In the past week, the US Labor Department announced that the CPI rose by 0.8% in the past month. That number blew past the original estimate of 0.2% for the month of April. On annual basis, the CPI showed that inflation increased by 4.2% in the last year (i.e. April 2020 to April 2021). What’s alarming is that the current inflation rate is the highest it’s been in over a decade, and it’s unlikely to slow down anytime soon.

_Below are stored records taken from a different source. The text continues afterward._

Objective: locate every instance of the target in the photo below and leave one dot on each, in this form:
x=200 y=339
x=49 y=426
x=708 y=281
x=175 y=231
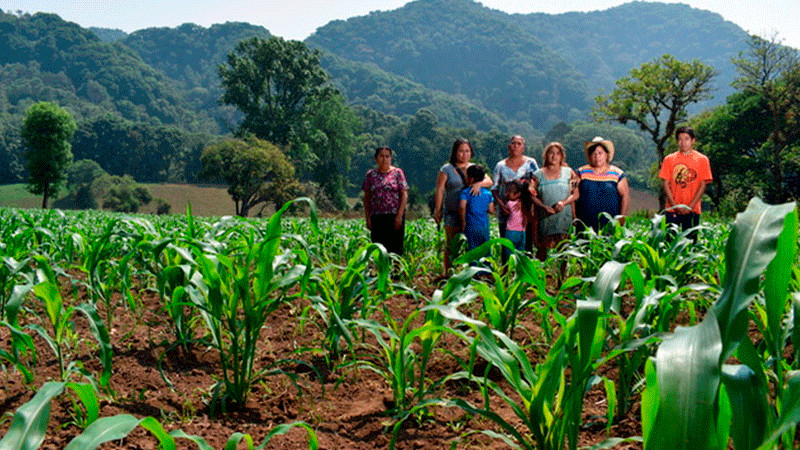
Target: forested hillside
x=458 y=46
x=47 y=58
x=417 y=77
x=605 y=45
x=538 y=68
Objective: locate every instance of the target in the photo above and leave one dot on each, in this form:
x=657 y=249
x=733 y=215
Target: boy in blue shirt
x=475 y=209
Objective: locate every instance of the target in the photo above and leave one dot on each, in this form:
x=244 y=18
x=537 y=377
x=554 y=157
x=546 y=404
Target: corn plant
x=59 y=317
x=400 y=364
x=694 y=399
x=235 y=295
x=542 y=397
x=354 y=294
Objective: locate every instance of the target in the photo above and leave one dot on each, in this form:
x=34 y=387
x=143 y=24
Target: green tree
x=655 y=97
x=771 y=71
x=333 y=143
x=271 y=82
x=80 y=178
x=47 y=131
x=120 y=194
x=255 y=171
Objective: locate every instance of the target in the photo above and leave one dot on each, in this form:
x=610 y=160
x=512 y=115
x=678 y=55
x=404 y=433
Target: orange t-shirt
x=685 y=173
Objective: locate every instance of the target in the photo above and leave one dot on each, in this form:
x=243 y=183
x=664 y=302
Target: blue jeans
x=518 y=239
x=476 y=236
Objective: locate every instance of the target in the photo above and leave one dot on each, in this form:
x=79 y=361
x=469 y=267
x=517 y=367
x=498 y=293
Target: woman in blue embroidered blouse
x=603 y=187
x=516 y=167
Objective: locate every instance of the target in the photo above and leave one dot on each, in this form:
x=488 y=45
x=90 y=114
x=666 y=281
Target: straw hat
x=608 y=145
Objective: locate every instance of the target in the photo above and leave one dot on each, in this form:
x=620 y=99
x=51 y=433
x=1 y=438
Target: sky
x=297 y=19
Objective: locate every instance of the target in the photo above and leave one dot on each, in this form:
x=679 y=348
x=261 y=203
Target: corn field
x=121 y=331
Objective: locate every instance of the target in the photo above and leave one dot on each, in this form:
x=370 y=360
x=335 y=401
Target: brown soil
x=347 y=410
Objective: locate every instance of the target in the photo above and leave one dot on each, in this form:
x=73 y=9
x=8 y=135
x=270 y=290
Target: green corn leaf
x=688 y=379
x=748 y=398
x=750 y=248
x=790 y=411
x=48 y=292
x=88 y=397
x=101 y=334
x=776 y=281
x=202 y=444
x=29 y=424
x=118 y=427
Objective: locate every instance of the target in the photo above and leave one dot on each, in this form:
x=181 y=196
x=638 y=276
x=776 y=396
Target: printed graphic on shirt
x=683 y=175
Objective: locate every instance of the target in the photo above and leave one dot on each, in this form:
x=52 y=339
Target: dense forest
x=148 y=103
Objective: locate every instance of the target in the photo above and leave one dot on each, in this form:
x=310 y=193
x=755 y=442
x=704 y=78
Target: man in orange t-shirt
x=685 y=175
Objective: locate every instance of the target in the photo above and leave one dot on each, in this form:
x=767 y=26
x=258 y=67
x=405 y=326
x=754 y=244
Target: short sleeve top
x=685 y=173
x=385 y=189
x=452 y=188
x=503 y=174
x=598 y=194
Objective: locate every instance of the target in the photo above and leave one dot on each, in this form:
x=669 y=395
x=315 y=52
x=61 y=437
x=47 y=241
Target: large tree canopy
x=271 y=81
x=655 y=96
x=47 y=132
x=255 y=171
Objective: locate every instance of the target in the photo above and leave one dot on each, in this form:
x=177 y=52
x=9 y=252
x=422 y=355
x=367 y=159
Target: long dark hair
x=524 y=193
x=378 y=151
x=456 y=144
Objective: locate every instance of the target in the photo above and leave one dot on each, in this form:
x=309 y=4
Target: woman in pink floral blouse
x=385 y=197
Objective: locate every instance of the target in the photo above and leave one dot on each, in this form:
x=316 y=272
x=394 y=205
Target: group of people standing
x=536 y=206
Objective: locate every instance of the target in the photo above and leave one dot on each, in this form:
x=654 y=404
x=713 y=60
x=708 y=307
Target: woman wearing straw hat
x=555 y=185
x=603 y=187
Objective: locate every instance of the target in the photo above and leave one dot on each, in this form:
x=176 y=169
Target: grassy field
x=205 y=200
x=214 y=200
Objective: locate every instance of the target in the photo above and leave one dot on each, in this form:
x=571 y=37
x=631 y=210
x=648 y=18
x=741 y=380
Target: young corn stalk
x=694 y=398
x=354 y=294
x=235 y=295
x=542 y=397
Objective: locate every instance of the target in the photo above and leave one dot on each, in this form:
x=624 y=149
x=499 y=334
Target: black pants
x=684 y=222
x=530 y=237
x=383 y=232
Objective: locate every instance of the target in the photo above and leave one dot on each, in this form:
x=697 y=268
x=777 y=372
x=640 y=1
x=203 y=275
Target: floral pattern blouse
x=385 y=189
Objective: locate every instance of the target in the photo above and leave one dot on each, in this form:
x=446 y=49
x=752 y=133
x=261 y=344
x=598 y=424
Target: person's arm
x=573 y=194
x=498 y=180
x=367 y=205
x=401 y=210
x=476 y=187
x=623 y=189
x=699 y=196
x=441 y=181
x=534 y=192
x=462 y=210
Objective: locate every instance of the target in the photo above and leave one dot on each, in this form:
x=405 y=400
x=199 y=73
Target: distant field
x=205 y=200
x=215 y=201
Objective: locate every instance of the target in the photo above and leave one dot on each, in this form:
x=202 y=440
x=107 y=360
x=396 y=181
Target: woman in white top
x=449 y=183
x=516 y=167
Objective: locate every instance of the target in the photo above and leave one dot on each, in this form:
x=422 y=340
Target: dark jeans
x=529 y=236
x=383 y=232
x=684 y=222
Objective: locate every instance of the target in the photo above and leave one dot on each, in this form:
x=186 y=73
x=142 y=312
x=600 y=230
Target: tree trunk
x=45 y=194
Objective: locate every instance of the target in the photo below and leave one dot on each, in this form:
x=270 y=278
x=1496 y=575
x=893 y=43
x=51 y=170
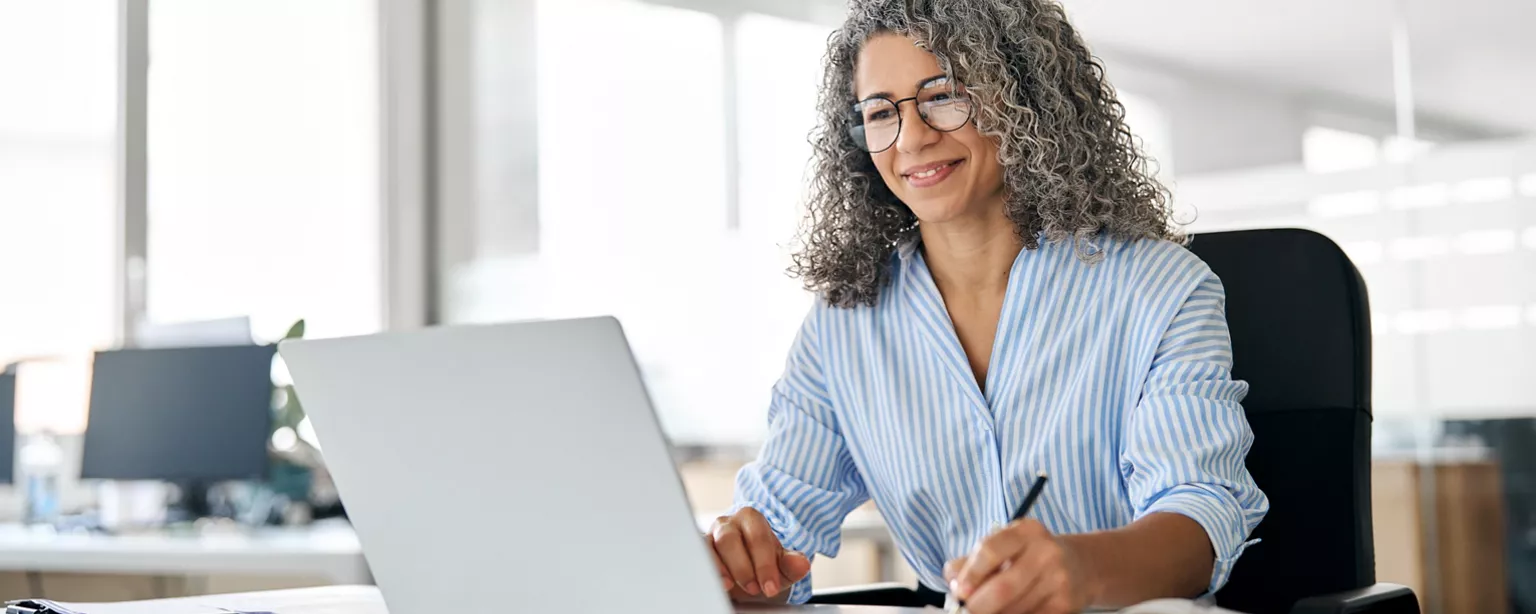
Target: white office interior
x=183 y=171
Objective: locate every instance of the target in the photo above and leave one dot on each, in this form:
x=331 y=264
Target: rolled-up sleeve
x=804 y=481
x=1188 y=438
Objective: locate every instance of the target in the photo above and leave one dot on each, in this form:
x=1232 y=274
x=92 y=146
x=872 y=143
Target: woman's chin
x=939 y=211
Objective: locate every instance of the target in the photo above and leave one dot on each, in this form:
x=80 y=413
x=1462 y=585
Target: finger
x=993 y=553
x=765 y=550
x=1048 y=588
x=719 y=565
x=731 y=548
x=794 y=567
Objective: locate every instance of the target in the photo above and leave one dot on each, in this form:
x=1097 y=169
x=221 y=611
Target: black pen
x=1029 y=499
x=1023 y=507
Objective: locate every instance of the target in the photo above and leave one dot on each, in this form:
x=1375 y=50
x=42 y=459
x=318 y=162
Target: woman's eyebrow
x=920 y=83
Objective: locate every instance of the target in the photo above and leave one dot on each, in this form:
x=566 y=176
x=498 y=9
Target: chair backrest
x=1301 y=338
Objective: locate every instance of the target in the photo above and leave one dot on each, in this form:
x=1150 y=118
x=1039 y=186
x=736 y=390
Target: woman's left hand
x=1020 y=570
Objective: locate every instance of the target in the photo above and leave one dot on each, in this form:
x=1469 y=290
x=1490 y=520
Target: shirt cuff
x=790 y=538
x=1220 y=514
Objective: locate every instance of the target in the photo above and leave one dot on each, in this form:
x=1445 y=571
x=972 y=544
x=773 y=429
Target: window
x=633 y=197
x=57 y=177
x=263 y=165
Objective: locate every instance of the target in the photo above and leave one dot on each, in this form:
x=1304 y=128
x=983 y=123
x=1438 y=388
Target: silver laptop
x=510 y=468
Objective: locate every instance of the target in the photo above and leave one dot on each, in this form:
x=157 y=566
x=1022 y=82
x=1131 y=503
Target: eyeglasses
x=877 y=120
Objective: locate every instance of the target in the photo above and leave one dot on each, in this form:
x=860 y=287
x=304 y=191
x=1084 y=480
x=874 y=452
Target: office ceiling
x=1473 y=60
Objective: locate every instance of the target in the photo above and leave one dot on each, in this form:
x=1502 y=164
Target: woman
x=1002 y=295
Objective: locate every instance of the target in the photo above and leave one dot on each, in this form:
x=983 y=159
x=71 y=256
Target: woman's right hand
x=753 y=564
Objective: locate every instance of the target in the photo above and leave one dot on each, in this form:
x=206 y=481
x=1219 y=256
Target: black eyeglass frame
x=900 y=120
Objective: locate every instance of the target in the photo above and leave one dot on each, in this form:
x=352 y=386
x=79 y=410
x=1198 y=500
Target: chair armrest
x=1375 y=599
x=887 y=594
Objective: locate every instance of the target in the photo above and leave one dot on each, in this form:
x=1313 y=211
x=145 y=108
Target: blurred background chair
x=1300 y=324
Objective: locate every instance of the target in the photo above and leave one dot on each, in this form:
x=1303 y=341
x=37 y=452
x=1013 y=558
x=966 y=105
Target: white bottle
x=42 y=462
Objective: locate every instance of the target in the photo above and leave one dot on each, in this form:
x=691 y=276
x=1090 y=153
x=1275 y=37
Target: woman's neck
x=973 y=255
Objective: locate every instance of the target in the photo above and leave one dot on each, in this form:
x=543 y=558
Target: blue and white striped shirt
x=1111 y=376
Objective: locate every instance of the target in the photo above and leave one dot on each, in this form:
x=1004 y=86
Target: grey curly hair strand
x=1071 y=168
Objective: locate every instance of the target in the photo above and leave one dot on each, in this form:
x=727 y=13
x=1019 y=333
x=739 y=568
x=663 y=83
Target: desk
x=331 y=551
x=367 y=600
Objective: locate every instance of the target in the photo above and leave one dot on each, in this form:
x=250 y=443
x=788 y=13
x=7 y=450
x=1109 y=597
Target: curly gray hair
x=1071 y=168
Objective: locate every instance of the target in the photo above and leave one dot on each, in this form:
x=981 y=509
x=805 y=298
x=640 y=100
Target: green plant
x=292 y=412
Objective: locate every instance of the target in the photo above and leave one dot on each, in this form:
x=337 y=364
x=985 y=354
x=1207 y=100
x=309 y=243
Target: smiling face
x=939 y=175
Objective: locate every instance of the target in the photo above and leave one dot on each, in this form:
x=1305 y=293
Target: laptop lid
x=513 y=467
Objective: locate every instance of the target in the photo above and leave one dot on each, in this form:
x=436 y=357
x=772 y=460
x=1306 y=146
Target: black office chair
x=1300 y=327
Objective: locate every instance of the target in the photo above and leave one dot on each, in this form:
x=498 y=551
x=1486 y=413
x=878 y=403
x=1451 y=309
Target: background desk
x=97 y=567
x=367 y=600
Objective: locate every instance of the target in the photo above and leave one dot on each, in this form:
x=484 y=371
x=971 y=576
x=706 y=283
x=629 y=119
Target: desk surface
x=331 y=551
x=366 y=600
x=326 y=550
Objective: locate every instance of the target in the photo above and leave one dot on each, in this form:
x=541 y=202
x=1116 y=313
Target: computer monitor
x=191 y=415
x=6 y=425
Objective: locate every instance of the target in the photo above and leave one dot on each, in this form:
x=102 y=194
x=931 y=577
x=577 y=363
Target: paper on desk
x=163 y=607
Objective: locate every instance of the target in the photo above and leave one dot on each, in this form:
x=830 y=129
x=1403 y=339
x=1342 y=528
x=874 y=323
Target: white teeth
x=930 y=172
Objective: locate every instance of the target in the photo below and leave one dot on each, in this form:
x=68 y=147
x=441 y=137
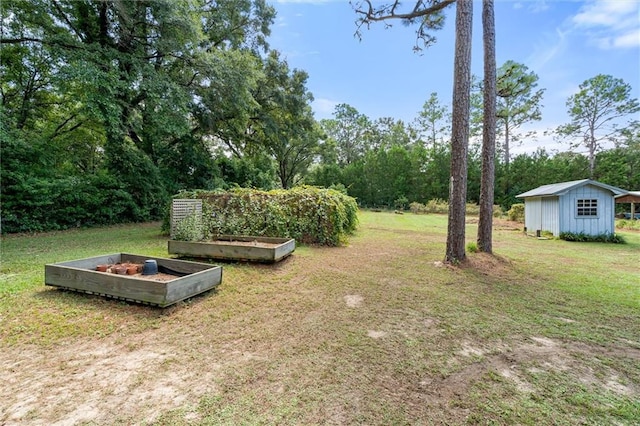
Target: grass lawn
x=378 y=332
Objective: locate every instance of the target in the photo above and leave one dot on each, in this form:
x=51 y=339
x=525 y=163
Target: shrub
x=585 y=238
x=628 y=224
x=516 y=212
x=308 y=214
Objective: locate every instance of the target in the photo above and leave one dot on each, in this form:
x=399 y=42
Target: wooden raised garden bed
x=176 y=279
x=234 y=247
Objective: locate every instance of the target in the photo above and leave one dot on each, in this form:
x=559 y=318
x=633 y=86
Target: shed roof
x=629 y=197
x=563 y=187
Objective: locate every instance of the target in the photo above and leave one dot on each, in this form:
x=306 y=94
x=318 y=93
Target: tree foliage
x=595 y=111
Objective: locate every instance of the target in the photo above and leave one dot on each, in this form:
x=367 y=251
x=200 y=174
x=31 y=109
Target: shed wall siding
x=532 y=214
x=603 y=223
x=550 y=215
x=541 y=214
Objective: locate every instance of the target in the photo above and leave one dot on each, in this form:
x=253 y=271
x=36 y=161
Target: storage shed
x=580 y=206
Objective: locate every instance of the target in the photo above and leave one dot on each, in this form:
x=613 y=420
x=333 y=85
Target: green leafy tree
x=434 y=121
x=430 y=16
x=487 y=186
x=350 y=130
x=595 y=112
x=285 y=127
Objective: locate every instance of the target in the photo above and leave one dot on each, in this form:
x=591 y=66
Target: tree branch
x=373 y=15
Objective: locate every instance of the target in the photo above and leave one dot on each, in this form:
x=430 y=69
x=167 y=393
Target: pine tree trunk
x=487 y=183
x=455 y=250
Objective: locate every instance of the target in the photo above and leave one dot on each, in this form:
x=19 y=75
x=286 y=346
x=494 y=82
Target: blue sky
x=564 y=42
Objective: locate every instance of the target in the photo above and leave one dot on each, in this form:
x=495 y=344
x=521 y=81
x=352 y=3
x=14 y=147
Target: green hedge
x=310 y=215
x=586 y=238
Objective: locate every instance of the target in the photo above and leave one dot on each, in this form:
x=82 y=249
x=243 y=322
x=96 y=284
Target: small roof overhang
x=629 y=197
x=562 y=188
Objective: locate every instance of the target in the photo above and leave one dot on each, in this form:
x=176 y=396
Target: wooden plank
x=80 y=275
x=102 y=283
x=183 y=208
x=223 y=248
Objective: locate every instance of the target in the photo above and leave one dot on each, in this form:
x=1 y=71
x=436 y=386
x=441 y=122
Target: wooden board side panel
x=284 y=250
x=215 y=251
x=101 y=283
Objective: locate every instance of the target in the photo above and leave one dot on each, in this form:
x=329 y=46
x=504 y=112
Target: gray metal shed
x=580 y=206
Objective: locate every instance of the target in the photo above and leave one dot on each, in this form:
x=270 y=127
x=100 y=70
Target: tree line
x=109 y=108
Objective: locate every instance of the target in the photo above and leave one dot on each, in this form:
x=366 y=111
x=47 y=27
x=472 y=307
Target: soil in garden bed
x=254 y=243
x=159 y=277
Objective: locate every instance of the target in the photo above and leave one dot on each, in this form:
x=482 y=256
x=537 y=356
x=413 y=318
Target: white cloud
x=552 y=46
x=304 y=1
x=324 y=108
x=609 y=24
x=628 y=40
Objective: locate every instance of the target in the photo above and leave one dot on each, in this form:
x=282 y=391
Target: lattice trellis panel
x=181 y=208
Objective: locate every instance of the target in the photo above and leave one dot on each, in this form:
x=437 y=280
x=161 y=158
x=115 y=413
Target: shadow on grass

So many goods are getting more expensive. Here’s a brief list of some of the recent price hikes:

  • Gasoline: 49.6% (1 year)

Lumber: 340% (1 year)

Homes: 11+% (1 year)

Food : 2.4% (1 year)

Used Cars: 10% (1 month)

You don’t need me to tell you that goods are getting more expensive. Of course, the CPI is not a perfect measure of inflation. So, our own daily experience can serve as a fair reflection of the real-life effects of inflation.

The Effects of Inflation

My biggest problem with inflation is that it most directly hurts low-and-middle income individuals. Decreased purchasing power hurts the people who live paycheck-to-paycheck and don’t own appreciable assets.

Wealthier folks aren’t hurt as much by inflation because their wealth is mainly stored in appreciable assets. Assets such as real estate and stocks allow wealthier folks to “beat inflation”. The S&P 500’s average return is about 10%, and American real estate has a similar return. Now, I am not railing against wealthy people. I am just pointing out that inflation hurts low-and-middle income families who do not have the means to grow their wealth past inflation.

Overall, I hope that you learned a bit today, and enjoy the rest of your day!